When the social worker spoke to the parents, Mother admitted being under the

influence of a controlled substance. Father said that he had recently used

methamphetamine and declined to drug test, stating that he would test positive. Mother

and Father both told the social worker that they did not have any Indian ancestry.1

1 “[B]ecause ICWA uses the term ‘Indian,’ we do the same for consistency, even though we recognize that other terms, such as ‘Native American’ or ‘indigenous,’ are preferred by many.” (In re Benjamin M. (2021) 70 Cal.App.5th 735, 739, fn. 1 (Benjamin M.).)

2 Lake County DSS filed a petition alleging that Alaina fell within subdivision

(b)(1) of Welfare and Institutions Code section 300. (Unlabeled statutory citations refer

to this code.) At the detention hearing, the juvenile court asked the parents about Indian

ancestry. Both again denied any such ancestry. The court detained Alaina from the

parents.

At the jurisdiction hearing, the juvenile court found true allegations that Mother

(1) had a history of abusing substances, (2) had untreated mental health issues, and (3)

was homeless and failed to arrange adequate care and shelter for Alaina. As to Father,

the court found true allegations that he (1) had an untreated substance abuse problem and

(2) failed to protect Alaina from Mother’s substance abuse. The court took jurisdiction

over Alaina on the basis of those sustained allegations.
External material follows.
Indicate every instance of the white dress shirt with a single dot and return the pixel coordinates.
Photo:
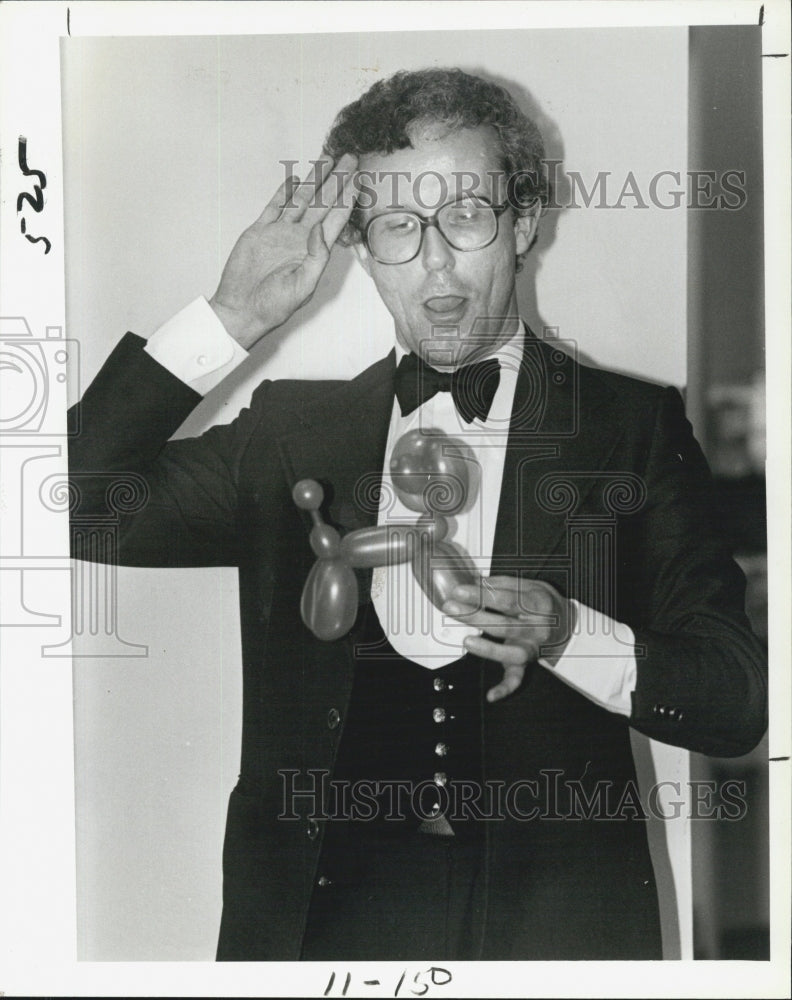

The court granted Lake County DSS’s request to transfer the case to Riverside

County. Father lived in Riverside County with his parents, and Mother had moved in

with him.

In preparation for the disposition hearing, DPSS spoke with the paternal

grandmother about Alaina’s placement. At the disposition hearing, the juvenile court

declared Alaina a dependent of the court, removed her from the parents’ custody, and

ordered reunification services for both parents. Father indicated that he wanted DPSS to

assess the paternal grandparents and a paternal uncle for placement. He had contact

information for the paternal grandparents and said that they would have the paternal

uncle’s phone number.

3 The court terminated reunification services for both parents at the 12-month

review hearing and set the matter for a section 366.26 hearing. At the section 366.26

hearing, the court adopted DPSS’s recommended finding that the agency had conducted a

sufficient ICWA inquiry and that ICWA did not apply to Alaina. The court found that

termination of parental rights would be detrimental to Alaina under section 366.26,

subdivision (c)(1)(B)(iv) (child living with foster parent who is unable or unwilling to

adopt child but who is willing and capable of providing a stable and permanent

environment, and removal from foster parent’s custody would be detrimental to child’s

emotional well-being). The court selected legal guardianship as Alaina’s permanent plan,

appointed Alaina’s foster mother the child’s legal guardian (§ 366.26, subd. (b)(5)), and

terminated dependency jurisdiction.

DISCUSSION

I. Notice of Appeal

As a threshold matter, DPSS argues that we should affirm because Father’s notice

of appeal does not state that he is appealing from the guardianship order. The argument

lacks merit.

We liberally construe notices of appeal “‘so as to protect the right of appeal if it is

reasonably clear what [the] appellant was trying to appeal from, and where the

respondent could not possibly have been misled or prejudiced.’” (In re Joshua S. (2007)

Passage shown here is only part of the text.